DADOS DO COMITÊ INTERNACIONAL DA CRUZ VERMELHA

 

PPara além dos jornais e instituições responsáveis por divulgar a situação dos refugiados em dimensão global, o público brasileiro se deparou meses atrás com a temática em outro formato. A problemática social ganhava vida no enquadramento das televisões de todo o Brasil, alcançando as casas dos telespectadores de um jeito ainda não visto e experimentado no país. Retratar as vivências e dificuldades dos refugiados, povos obrigados a deixar suas terras, era o desafio das autoras Duca Rachid e Thelma Guedes quando estrearam a novela Órfãos da Terra, em abril deste ano, uma produção ambiciosa e diferente para o horário das 18h.

 

Por Dentro da Narrativa

“Onde está / Meu irmão / Sem irmã / O meu filho sem pai / Minha mãe / Sem avó / Dando a mão pra ninguém / Sem lugar / Pra ficar / Os meninos sem paz / Onde estás / Meu senhor / Onde estás? / Onde estás?”, diz a letra cantada na abertura da produção que, de cara, já anuncia o tom chamativo da obra, tanto em sua construção, quanto no contato com o público.

A música Diáspora, dos Tribalistas, grupo formado por Arnaldo Antunes, Carlinhos Brown e Marisa Monte, nos acompanhou por todos os capítulos, conversando de forma poética com as dificuldades do mundo contemporâneo. Através de seu pop bem feito, o trio deu voz ao drama dos refugiados, que atravessam as fronteiras “no barco cheio de fariseus”, sejam eles cubanos, sírios ou ciganos. Nesse sentido, com uma investida grandiosa e rica, típica de telenovelas do horário nobre e séries da Rede Globo, a história apresenta a relação de amor de Laila (Julia Dalavia) e Jamil (Renato Góes), tendo como pano de fundo o drama de grupos expulsos de seu país de origem.
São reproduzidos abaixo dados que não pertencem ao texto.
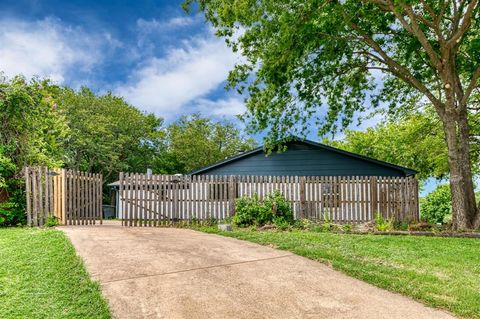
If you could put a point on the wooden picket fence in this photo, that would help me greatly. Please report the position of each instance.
(151, 200)
(72, 197)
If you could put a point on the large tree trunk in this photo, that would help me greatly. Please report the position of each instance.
(465, 214)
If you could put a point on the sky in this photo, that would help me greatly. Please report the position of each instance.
(156, 56)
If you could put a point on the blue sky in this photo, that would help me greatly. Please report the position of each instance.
(152, 53)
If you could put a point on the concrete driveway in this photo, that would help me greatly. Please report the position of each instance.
(179, 273)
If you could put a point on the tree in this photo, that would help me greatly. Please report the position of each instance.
(107, 135)
(31, 133)
(416, 141)
(353, 54)
(195, 142)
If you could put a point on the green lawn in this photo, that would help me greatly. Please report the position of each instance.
(441, 272)
(41, 277)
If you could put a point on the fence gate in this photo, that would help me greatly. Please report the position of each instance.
(71, 197)
(150, 200)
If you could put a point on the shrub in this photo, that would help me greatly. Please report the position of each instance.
(254, 211)
(437, 205)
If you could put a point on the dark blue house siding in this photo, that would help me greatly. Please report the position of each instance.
(302, 159)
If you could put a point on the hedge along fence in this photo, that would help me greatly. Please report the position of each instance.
(72, 197)
(150, 200)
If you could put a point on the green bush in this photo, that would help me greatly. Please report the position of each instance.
(274, 208)
(436, 207)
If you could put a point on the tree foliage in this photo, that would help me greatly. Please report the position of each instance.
(195, 141)
(32, 131)
(44, 124)
(107, 135)
(416, 142)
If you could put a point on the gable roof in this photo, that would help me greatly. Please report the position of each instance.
(405, 170)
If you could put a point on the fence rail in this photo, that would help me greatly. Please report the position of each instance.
(151, 200)
(72, 197)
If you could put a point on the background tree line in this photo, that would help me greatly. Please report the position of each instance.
(45, 124)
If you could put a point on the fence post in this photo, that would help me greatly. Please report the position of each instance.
(231, 194)
(373, 194)
(64, 196)
(28, 196)
(302, 196)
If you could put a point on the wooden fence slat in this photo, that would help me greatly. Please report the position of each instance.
(150, 200)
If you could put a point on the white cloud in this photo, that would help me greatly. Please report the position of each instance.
(167, 86)
(47, 48)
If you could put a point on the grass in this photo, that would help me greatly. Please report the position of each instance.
(440, 272)
(42, 277)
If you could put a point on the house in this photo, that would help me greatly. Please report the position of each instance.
(303, 158)
(315, 178)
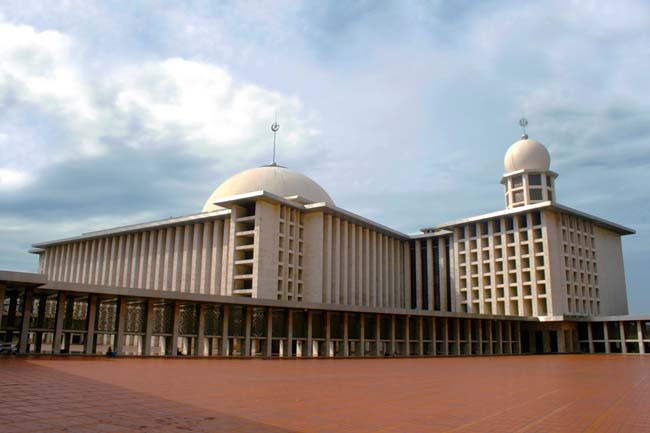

A partir de uma montagem visual impressionante, somos apresentados a, entre outros personagens, Laila, uma jovem síria que tem sua vida afetada pela guerra e por isso, junto com sua família, precisam abandonar o lar e partem para o Líbano. Em um campo de refugiados, ela encontra e se apaixona por Jamil, mas aceita se casar com o poderoso sheik Aziz (Herson Capri) para salvar a vida do irmão mais novo, gravemente ferido em um bombardeio.

Os mocinhos, Laila (Julia Dalavia) e Jamil (Renato G), e a vilã Dalila (Alice Wegmann)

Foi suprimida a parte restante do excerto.